The reader's whole personality is in that shape: open the archive once, keep the parts as cheap slices, check just enough to know it is IDML, and defer the real parsing until a typed document is actually being assembled. The cost model that falls out of these choices — and the trade-offs they imply — is the subject of Performance and memory.

Frequently asked questions

Does opening a container parse the whole document? No. Container::open decompresses every ZIP entry into memory but only parses two things: the mimetype part (to validate it) and designmap.xml (the manifest). Stories, spreads, styles, and graphics stay as undecoded byte slices until the layer above parses them on demand — and a part the manifest never references is never parsed at all.
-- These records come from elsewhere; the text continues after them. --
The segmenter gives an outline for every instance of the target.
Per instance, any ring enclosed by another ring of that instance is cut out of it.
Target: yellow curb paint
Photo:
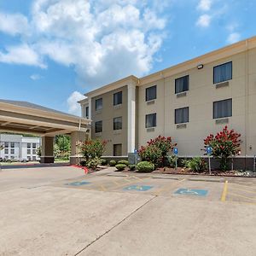
[[[222,195],[221,195],[221,201],[226,201],[227,192],[228,192],[228,181],[226,180],[224,183],[224,186]]]

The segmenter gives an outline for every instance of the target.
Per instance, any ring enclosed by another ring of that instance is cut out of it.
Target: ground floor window
[[[113,155],[121,156],[122,155],[122,144],[113,144]]]

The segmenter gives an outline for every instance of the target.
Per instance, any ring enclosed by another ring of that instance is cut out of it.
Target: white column
[[[127,153],[132,153],[135,148],[136,125],[136,85],[128,84],[128,136]]]

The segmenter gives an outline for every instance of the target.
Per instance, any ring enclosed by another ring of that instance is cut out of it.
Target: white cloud
[[[210,26],[212,17],[209,15],[202,15],[196,21],[196,25],[201,27],[207,27]]]
[[[36,80],[40,80],[43,79],[43,77],[38,73],[33,73],[30,76],[30,79],[36,81]]]
[[[200,0],[197,9],[201,11],[209,11],[212,4],[212,0]]]
[[[0,32],[15,36],[28,32],[28,21],[20,14],[4,14],[0,12]]]
[[[0,51],[0,62],[46,67],[36,50],[26,44],[7,47],[6,52]]]
[[[241,35],[238,32],[232,32],[229,35],[227,42],[229,44],[235,44],[241,39]]]
[[[73,67],[79,80],[90,88],[130,74],[143,75],[152,67],[166,26],[165,18],[150,4],[138,0],[34,0],[28,25],[24,21],[22,26],[30,27],[22,38],[28,58],[15,58],[7,47],[0,52],[0,61],[45,67],[43,61],[49,58]],[[17,31],[22,29],[14,29],[13,34]]]
[[[73,91],[67,101],[68,105],[68,113],[80,116],[80,105],[78,102],[84,99],[84,97],[85,96],[80,92],[77,90]]]

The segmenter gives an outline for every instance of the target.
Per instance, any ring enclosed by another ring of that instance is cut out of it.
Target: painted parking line
[[[206,196],[208,194],[207,189],[178,189],[174,192],[177,195],[197,195],[197,196]]]
[[[221,199],[220,199],[221,201],[226,201],[227,192],[228,192],[228,181],[226,180],[221,195]]]
[[[87,181],[80,181],[80,182],[73,182],[73,183],[66,183],[65,185],[79,187],[79,186],[87,185],[87,184],[90,184],[90,183],[87,182]]]
[[[152,188],[154,188],[154,186],[131,185],[131,186],[125,187],[123,190],[148,191]]]

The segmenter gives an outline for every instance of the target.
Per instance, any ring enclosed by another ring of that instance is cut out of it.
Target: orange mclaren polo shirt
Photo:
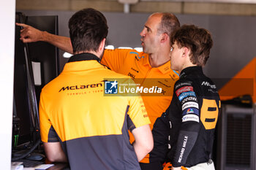
[[[42,141],[60,142],[71,169],[140,169],[128,122],[133,128],[150,123],[143,100],[138,95],[106,96],[108,78],[133,82],[106,69],[95,55],[83,53],[70,58],[42,90]]]
[[[161,93],[141,94],[148,112],[151,129],[157,117],[165,112],[172,100],[173,86],[178,74],[170,69],[170,61],[151,67],[148,55],[135,50],[105,50],[101,63],[111,70],[129,76],[140,86],[162,88]],[[133,136],[131,136],[132,141]],[[148,163],[148,155],[140,162]]]

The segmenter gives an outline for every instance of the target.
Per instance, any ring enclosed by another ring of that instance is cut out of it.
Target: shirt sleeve
[[[44,108],[43,93],[40,95],[40,101],[39,106],[40,134],[41,140],[43,142],[48,142],[48,136],[50,127],[52,126],[50,119]]]
[[[129,51],[130,50],[127,49],[105,50],[100,63],[118,72]]]
[[[176,143],[173,166],[178,167],[186,163],[193,148],[200,130],[200,107],[198,97],[190,81],[178,81],[175,85],[175,95],[181,107],[182,120]]]
[[[131,79],[129,79],[129,83],[135,84]],[[135,88],[136,86],[135,85],[134,87]],[[139,93],[134,93],[132,96],[129,96],[129,108],[127,115],[135,128],[150,124],[149,117],[146,110],[144,102]],[[129,124],[130,125],[131,123]]]

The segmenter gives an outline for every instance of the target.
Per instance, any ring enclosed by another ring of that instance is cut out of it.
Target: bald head
[[[151,15],[161,18],[158,26],[158,33],[166,33],[170,37],[172,32],[180,27],[180,23],[177,17],[169,12],[156,12]]]

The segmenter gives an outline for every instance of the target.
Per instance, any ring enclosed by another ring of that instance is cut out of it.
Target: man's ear
[[[161,34],[161,42],[165,42],[166,41],[169,42],[169,36],[166,33],[163,33]]]
[[[104,50],[105,42],[106,42],[106,39],[104,38],[99,44],[99,51],[102,52]]]
[[[184,57],[189,57],[189,53],[190,53],[190,50],[189,50],[189,48],[188,48],[188,47],[183,47],[183,54],[182,54],[182,56],[184,56]]]

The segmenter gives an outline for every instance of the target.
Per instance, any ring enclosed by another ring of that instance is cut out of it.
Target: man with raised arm
[[[68,161],[72,170],[140,170],[138,161],[153,148],[150,120],[139,95],[104,94],[108,80],[133,82],[99,63],[106,19],[99,11],[84,9],[72,16],[69,28],[74,55],[40,96],[40,132],[47,158]],[[132,144],[128,130],[135,136]]]
[[[44,41],[60,49],[73,53],[70,39],[68,37],[50,34],[41,31],[24,24],[20,33],[20,39],[23,42]],[[180,26],[178,18],[168,12],[157,12],[149,16],[140,32],[141,45],[143,52],[135,50],[105,50],[101,63],[108,66],[113,71],[131,77],[140,86],[152,85],[162,88],[162,93],[151,96],[143,96],[149,119],[153,125],[165,128],[165,131],[157,132],[156,135],[162,136],[168,133],[168,121],[166,110],[170,104],[173,85],[178,78],[178,74],[170,68],[170,36],[171,33]],[[162,115],[162,116],[161,116]],[[157,120],[157,117],[161,117]],[[154,123],[157,122],[156,123]],[[162,134],[163,132],[163,134]],[[131,136],[132,141],[132,136]],[[167,138],[165,138],[167,144]],[[154,141],[154,149],[157,149],[158,142]],[[157,155],[156,155],[157,156]],[[155,155],[147,155],[140,166],[143,169],[156,169],[152,164],[146,163],[157,162]]]

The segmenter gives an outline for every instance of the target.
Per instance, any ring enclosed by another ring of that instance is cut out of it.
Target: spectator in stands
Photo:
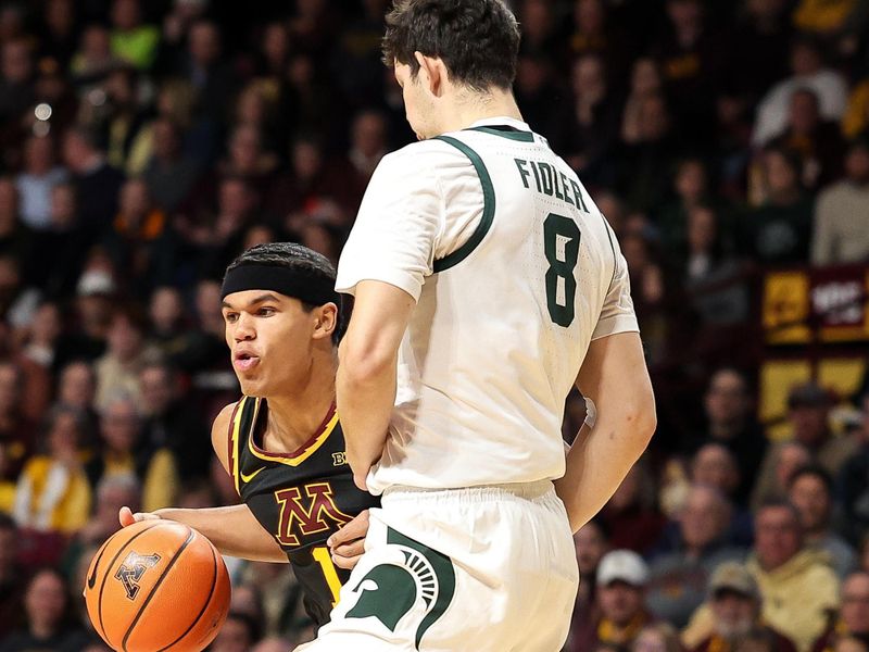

What does "zero-copy" actually save here? The bytes still have to be decompressed once, but they are stored as shareable Bytes slices rather than owned buffers. Handing a story or spread to its parser is then a cheap reference-counted slice, not a fresh copy of the data. On a large document with many stories, that turns hundreds of potential copies into hundreds of pointer bumps into one shared buffer.

Why use a streaming XML reader instead of building a DOM? Because the parser only needs a single forward pass to pull the attributes and text it consumes and build its typed struct. A DOM would allocate a full intermediate tree that is then walked a second time and thrown away. The event-driven quick-xml reader does it in one pass with no intermediate tree — faster, and far lighter on memory for big stories.